Background: Cardiac amyloidosis is a restrictive cardiomyopathy caused by myocardial deposition of insoluble amyloid fibrils. The 2 most frequent types are transthyretin amyloid cardiomyopathy (ATTR-CM) and light-chain amyloid cardiomyopathy (AL-CM). AL-CM is a type of plasma cell dyscrasia characterized by overproduction of light chains by a plasma cell clone. Some plasma cell dyscrasias, such as monoclonal gammopathy of undetermined significance, are common in patients with ATTR-CM; however, the coexistence of multiple myeloma and ATTR is rarely described in the literature.

Case summary: We describe 2 patients with confirmed plasma cell disorders: one with smoldering multiple myeloma and another with multiple myeloma receiving chemotherapy. Both exhibited cardiac imaging findings of infiltrative cardiomyopathy and were initially suspected to have AL-CM due to concomitant multiple myeloma. However, after bone marrow biopsy and fat pad aspiration did not show evidence of amyloidosis, an endomyocardial biopsy was performed that led to the diagnosis of ATTR-CM.

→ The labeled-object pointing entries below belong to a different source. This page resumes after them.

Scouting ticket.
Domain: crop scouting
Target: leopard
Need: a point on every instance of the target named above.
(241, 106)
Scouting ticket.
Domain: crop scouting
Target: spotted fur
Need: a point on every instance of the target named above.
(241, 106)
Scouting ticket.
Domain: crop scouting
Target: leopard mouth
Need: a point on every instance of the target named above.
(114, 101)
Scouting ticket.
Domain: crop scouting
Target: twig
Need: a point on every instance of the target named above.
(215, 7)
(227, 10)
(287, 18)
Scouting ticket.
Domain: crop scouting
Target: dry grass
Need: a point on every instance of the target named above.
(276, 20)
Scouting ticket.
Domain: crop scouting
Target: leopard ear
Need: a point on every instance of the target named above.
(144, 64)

Discussion: These cases underscore the necessity of tissue confirmation when evaluating cardiac amyloidosis in the context of plasma cell dyscrasias. Adhering to guideline-directed diagnostic pathways is essential to distinguish ATTR-CM from AL-CM, as misclassification may result in delayed or inappropriate therapy.

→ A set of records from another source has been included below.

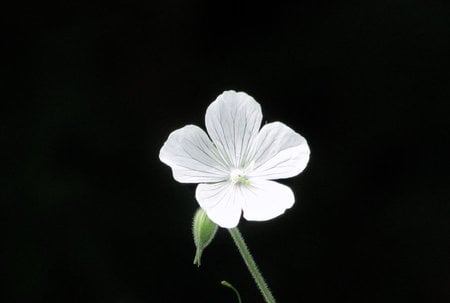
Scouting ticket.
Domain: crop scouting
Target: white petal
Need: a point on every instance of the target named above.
(192, 156)
(265, 200)
(232, 122)
(221, 202)
(279, 152)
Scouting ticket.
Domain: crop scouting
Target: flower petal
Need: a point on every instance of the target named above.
(279, 152)
(265, 200)
(232, 122)
(221, 202)
(192, 156)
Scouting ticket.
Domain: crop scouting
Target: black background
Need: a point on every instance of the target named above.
(91, 92)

Take-home messages: ATTR-CM can occur in patients with multiple myeloma. Endomyocardial biopsy is essential to accurately distinguish ATTR-CM from AL-CM in the presence of plasma cell dyscrasia and to ensure appropriate and timely treatment.

Keywords: cardiac amyloidosis; endomyocardial biopsy; monoclonal gammopathy; multiple myeloma; plasma cell dyscrasia; transthyretin amyloid cardiomyopathy.